I'm not sure about crossing Canada to the US, but I do know that my shipment had to be handed off to a Mexican carrier at the border in TJ. My shipment had a complete itemized meneja de casa & was not subject to any importation costs. You'll have to do some research to see which would be most advantageous in your particular case....one-time tax-free importation under an FM3 or FM2 in your name, versus whatever rules apply to your wife bringing personal possessions & household items in as a citizen. You cannot import household possessions under the one-time, tax-free rule on an FMM (tourist visa).

Makaloco is correct in referring you to the Yahoo La Paz ******'s site, there was a recent post by a Canadian who moved a classic Vette down here from the frozen north & who went through all the Mexican Consulate hoops. I know that he ended up driving the Vette down as the most secure & cost-effective way of getting it here. If you can't find a way to ship that you're totally comfortable with, you might consider driving both vehicles down, you in one & your wife in the other & caravan together....that way, you could also carry smaller irreplaceable items with you in both vehicles. Also, vehicles cannot be imported on an FMM; FM3 or FM2 is required, along with a Mexican driver's license.
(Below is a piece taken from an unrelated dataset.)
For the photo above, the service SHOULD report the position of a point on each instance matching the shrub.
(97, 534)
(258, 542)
It might make more sense to drive them down & once you get situated here then get Mexican DL & initiate the importation process here through Aduana at a later date. 
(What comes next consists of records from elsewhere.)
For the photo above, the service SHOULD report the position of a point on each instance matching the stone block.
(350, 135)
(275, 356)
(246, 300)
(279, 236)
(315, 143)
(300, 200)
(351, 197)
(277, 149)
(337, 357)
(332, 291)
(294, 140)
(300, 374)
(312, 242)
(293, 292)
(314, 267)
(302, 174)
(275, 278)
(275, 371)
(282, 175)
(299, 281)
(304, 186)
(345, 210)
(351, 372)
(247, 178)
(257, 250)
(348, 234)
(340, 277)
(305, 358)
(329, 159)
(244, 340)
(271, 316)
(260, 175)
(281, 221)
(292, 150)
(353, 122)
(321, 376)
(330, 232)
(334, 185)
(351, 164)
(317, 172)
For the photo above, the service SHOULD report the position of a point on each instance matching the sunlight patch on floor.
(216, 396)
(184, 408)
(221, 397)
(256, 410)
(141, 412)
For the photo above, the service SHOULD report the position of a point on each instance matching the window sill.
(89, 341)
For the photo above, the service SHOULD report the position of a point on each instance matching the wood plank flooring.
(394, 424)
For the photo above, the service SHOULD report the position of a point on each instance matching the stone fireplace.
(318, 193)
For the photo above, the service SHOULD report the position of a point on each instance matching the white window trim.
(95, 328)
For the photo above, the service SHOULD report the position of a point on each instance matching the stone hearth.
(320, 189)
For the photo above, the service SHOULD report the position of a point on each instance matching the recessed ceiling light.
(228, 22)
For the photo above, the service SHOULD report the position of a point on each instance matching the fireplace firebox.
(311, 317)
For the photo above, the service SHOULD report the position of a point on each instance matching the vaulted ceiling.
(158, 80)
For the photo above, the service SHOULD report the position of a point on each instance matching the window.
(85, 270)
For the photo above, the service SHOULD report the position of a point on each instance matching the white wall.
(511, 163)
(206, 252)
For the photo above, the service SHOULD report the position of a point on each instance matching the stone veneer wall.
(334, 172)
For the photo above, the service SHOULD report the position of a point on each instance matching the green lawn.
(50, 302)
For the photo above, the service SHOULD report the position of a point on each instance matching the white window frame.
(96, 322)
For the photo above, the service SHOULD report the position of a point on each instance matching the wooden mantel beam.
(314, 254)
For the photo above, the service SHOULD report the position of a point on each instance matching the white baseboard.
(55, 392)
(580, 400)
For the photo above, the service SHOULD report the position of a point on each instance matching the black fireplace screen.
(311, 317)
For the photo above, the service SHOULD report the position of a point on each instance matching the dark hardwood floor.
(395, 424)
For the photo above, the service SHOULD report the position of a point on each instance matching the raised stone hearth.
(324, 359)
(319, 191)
My assumption is that you'll be flying in & having all your possessions shipped? Be prepared....all my possessions went into storage well-packed, but my shipment got the red light at the border & many, many boxes were opened & inspected....sadly, the things which were inspected were NOT re-packed with the original care, so there was some damage & breakage. My oak & leather sofa which had left Portland crated arrived in La Paz totally "nekkid" & the guys lifted if off the truck here by the leather over-stuffed arm rather than the solid oak arm frame & the weight of the couch tore the leather!  So I strongly recommend for anything really high value or antiques/family heirlooms/irreplaceable/sentimental items, that you try to figure out a way to either be at the border during the inspection process to repack securely or carry them yourself.


----------



## CDN_Johnny (May 14, 2011)

La Paz

Thank you for the Info very reassuring in it's way 

Some of the Movers are starting to see it my way 
I guess they are/were comfortable with the Brokers in Laredo as they have ove to Lake Chapala, D.F., and the main land industrial areas.


----------